Hungary: The safest country for European Jews? Try Hungary


Via PJ Media (David P. Goldman):
Last Friday evening I put on a kippah and walked half an hour across Budapest to the Keren Or synagogue maintained by the Budapest Chabad. After violent attacks on Jews in German streets, the leaders of Germany’s Jewish community warned Jews last month not to wear a kippah or any other visible sign of Jewish identification in public. The French community issued such warnings years ago. Belgian TV could not find a single Jew in Brussels willing to wear a kippah in public. I walked across Budapest four times (for Friday evening and Saturday daytime services), and no-one looked at my kippah twice. At services I met Hasidim who had walked to synagogue with kaftan and shtreimel, the traditional round fur hat.
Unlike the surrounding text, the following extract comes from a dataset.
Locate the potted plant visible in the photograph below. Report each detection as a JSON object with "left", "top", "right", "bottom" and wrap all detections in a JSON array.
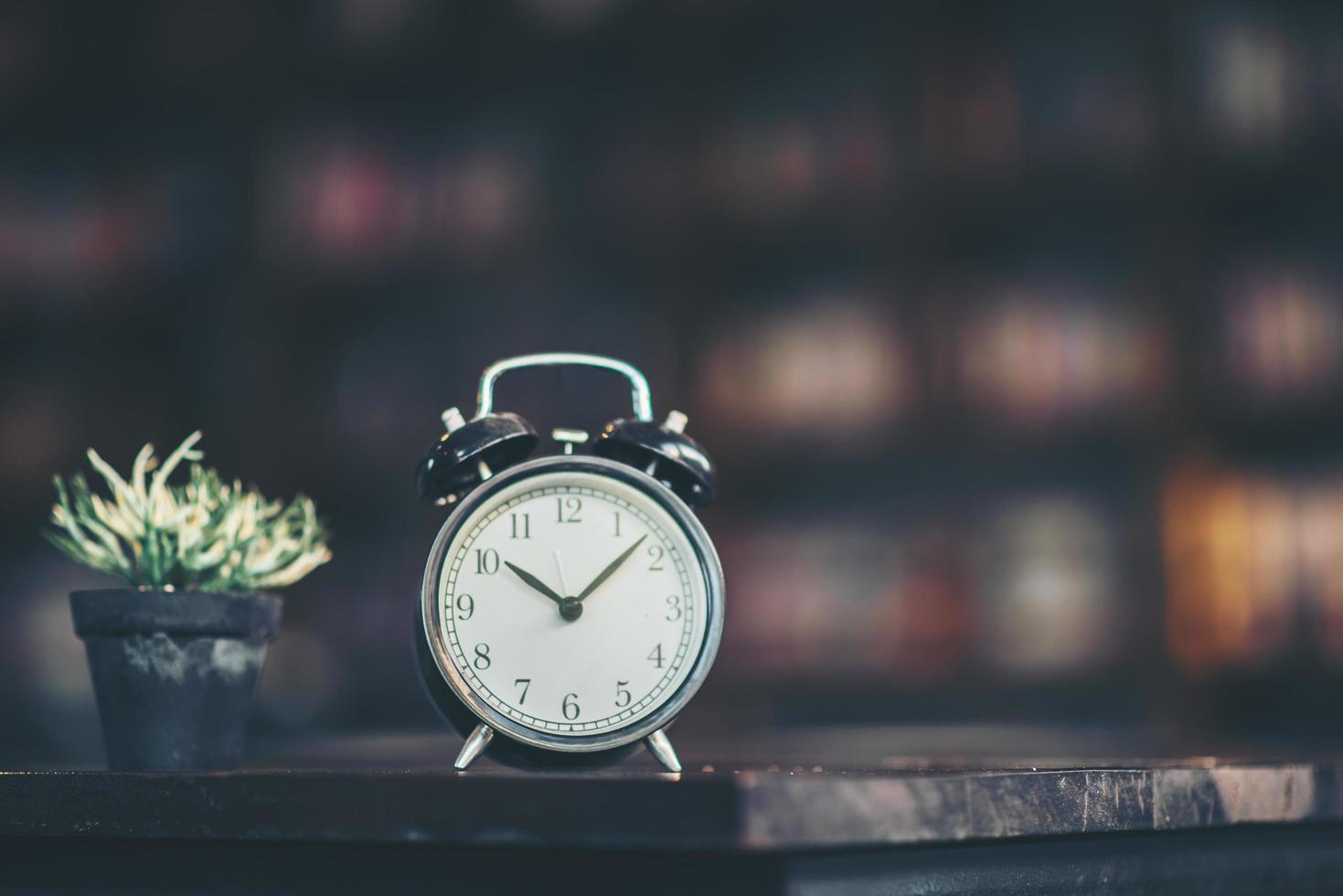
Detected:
[{"left": 43, "top": 432, "right": 330, "bottom": 770}]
Whatever residual anti-Semitism remains among Hungarians, it doesn’t interfere with the open embrace of Jewish life. There are no risks to Jews because there are very few Muslim migrants.

On any given Friday evening, the Keren Or synagogue—one of several Chabad houses in Budapest—hosts two hundred people for dinner. Jewish life isn’t just flourishing in Budapest. It’s roaring with ruach, and livened by a growing Israeli presence. About 100,000 Israelis have dual Hungarian citizenship; many own property in the country and vote in Hungarian elections.

Prime Minister Orban has been a close friend of Israeli leader Binyamin Netanyahu for twenty years. When Orban first was elected prime minister in 1998 in the thick of an economic crisis, he asked then-Finance Minister Netanyahu for help, and Netanyahu lent him some of his staff to shape Hungary’s economic program. I asked everyone at Keren Or who spoke English what they thought of Orban. In that gathering the prime minister would have polled 100%.

Orban, in turn, is one of Israel’s few staunch supporters overseas. Earlier this month Hungary, along with Rumania and the Czech Republic, vetoed a European Community resolution condemning the U.S. for moving its embassy to Jerusalem. Cynics dismiss this as an instance of “the enemy of my enemy is my friend.” That isn't the case. Hungary is in the middle of a nasty fight with the European Community over migration, and stands to lose up to $4 billion in EC subsidies—roughly 3% of the country’s GDP. It doesn’t help Hungary to provoke Brussels by sabotaging its diplomatic efforts, as in the case of the Jerusalem embassy vote. On the contrary, Hungary is spending precious political capital in defense of the Jewish state, to its own possible disadvantage.